9 Comments on “Natural surprises and our National Parks

  1. Glad you enjoyed your once in a lifetime experience.
    Somewhat disingenuous though either that or I have multiple lives.
    Last week alone on the “overgrazed and burnt” uplands as you put it on a shooting estate, I have seen 20 plus Redkites, buzzards, golden Eagle oh and an Osprey catching a 4-6 oz fish.
    Then there was the roe deer suckling her fawn.
    The grouse chick’s scuttling about in the heather
    Woodcock
    Swans, geese
    Then there was the rat catching and killing a young rabbit.
    May I suggest you get out of Glasgow a little more often

  2. What a greetin-faced piece, can’t help taking a pop while enjoying the free experience on the hill.

  3. Man, I forgot the six swifts tail chasing like Top Gun Maverick, multiple swallows and housemartins while sitting out in the evening.
    The woodpecker chicks are some noisy in the hollow dead birch too. Fair keep their parents busy.
    And the 4 barn owl chicks are growing albeit one is falling behind.
    At a loss as to how it happens in these “overgrazed and burnt” uplands.
    If only Glasgow had this diversity, let alone the golden plover with chicks, then yes many more would not think of it a a once in a lifetime experience eh?

    1. Glasgow has most of the biodiversity you mention – I regularly see and hear greater spotted woodpecker in Pollok Park, swifts and swallows fly over my local pond (though numbers are seem fewer year by year) – we have buzzards and foxes are common unlike in the uplands.
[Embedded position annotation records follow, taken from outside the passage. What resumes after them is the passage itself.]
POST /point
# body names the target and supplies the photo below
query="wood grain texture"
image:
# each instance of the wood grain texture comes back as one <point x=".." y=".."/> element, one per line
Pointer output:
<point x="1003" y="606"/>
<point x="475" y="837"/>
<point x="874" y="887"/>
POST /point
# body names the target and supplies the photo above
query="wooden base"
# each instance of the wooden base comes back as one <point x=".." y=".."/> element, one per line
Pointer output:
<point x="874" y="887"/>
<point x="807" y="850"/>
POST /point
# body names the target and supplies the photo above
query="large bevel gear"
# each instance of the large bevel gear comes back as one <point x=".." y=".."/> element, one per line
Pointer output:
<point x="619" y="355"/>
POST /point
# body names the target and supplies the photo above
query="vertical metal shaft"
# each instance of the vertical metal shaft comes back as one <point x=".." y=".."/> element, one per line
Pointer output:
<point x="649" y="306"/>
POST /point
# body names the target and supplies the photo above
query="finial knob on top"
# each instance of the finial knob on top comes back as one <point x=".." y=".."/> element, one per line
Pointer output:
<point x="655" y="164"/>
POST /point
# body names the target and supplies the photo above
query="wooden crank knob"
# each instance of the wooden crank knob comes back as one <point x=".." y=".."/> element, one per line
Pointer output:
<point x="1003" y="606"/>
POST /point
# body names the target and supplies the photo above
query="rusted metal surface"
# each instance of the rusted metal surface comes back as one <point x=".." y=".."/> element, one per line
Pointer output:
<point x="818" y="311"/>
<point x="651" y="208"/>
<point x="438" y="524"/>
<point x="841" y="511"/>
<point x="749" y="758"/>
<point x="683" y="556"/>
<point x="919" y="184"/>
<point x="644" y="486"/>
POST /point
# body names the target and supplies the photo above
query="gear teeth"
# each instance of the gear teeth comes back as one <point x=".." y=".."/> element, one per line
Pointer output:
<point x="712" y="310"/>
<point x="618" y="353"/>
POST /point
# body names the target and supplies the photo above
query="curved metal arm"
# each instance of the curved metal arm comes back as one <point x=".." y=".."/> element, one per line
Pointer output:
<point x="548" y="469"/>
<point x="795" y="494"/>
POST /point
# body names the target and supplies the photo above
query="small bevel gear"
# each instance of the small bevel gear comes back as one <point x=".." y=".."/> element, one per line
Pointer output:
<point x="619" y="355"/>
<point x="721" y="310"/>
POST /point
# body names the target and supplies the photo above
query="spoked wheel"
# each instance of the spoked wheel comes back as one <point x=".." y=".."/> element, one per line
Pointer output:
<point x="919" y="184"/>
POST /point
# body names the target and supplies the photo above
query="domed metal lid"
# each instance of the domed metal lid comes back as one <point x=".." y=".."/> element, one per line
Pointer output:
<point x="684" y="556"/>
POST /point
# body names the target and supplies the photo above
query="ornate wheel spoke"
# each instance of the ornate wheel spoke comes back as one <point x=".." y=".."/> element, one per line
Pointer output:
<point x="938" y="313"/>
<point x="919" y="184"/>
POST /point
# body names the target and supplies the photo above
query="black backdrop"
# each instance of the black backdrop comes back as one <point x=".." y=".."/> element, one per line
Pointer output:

In fact cities are increasingly reserves for what biodiversity is left, hence the importance RSPB and other conservation organisations put on gardens. Yes, Glasgow doesn’t have golden plover but as you says its not rare to be able to get close to their chicks while out on the hills. What is rare is to get up close to raptors like peregrine or eagle, except of course for those people who deliberately hunt them out to kill them.

      1. “What is rare is to get up close to raptors like peregrine or eagle, except of course for those people who deliberately hunt them out to kill them.” Nick Kempe
        Not where I live it ain’t,. Kite less than 20 feet away yesterday. Barn owl still has her brood, Osprey still catching fish and the Eagle still fly over.
        Perhaps you may wish to reduce the tar loading on your brush unless you are suggesting something about myself.

    2. Nice to Troll, but you will find a greater depth of biodiversity in Glasgow than you will in most of highland Scotland, in fact i would put money on it. Walk at night and you will find numerous fox roaming the streets, sometimes even in the clyde tunnel, barn owls flying across the canal, hedgehog in back garden. I spotted an oyster catcher in Anniesland last week, and we have Otters and Salmon on the Kelvin. Wildflowers aplenty, list goes on.

      The saddest part is you will find natural tree regeneration all across the city and the central belt, not going to see that anywhere in the highlands.

  4. Well I stay in a city but I bet I see far more upland ground than most grousey boot-lickers.
    I cover over 1,000km of upland terrain each year, all year round, much of it off the beaten path, and I agree with the general observation of ““overgrazed and burnt” uplands. One can travel vast miles without seeing any wildlife, sure it’s possible to cherry pick the odd locality that hasn’t been scoured within an inch of it’s life, but the majority of those huge areas of upland are pretty barren.
    This weekend I did see one cluster of mountain hares: in a remote glen I had a look inside a ruin of an old derelict cottage. The back room had a surprise: a festering stew of bone and fur: dozens of dead mountain hares, shot, fecklessly dumped and rotting away, a litter of spent shotgun cartridges scattered around. An atrocious mess, and not quite the idyllic image of moorland wildlife the gun-creeps would have you believe, but this type of thing is the reality of upland shooting “land management”.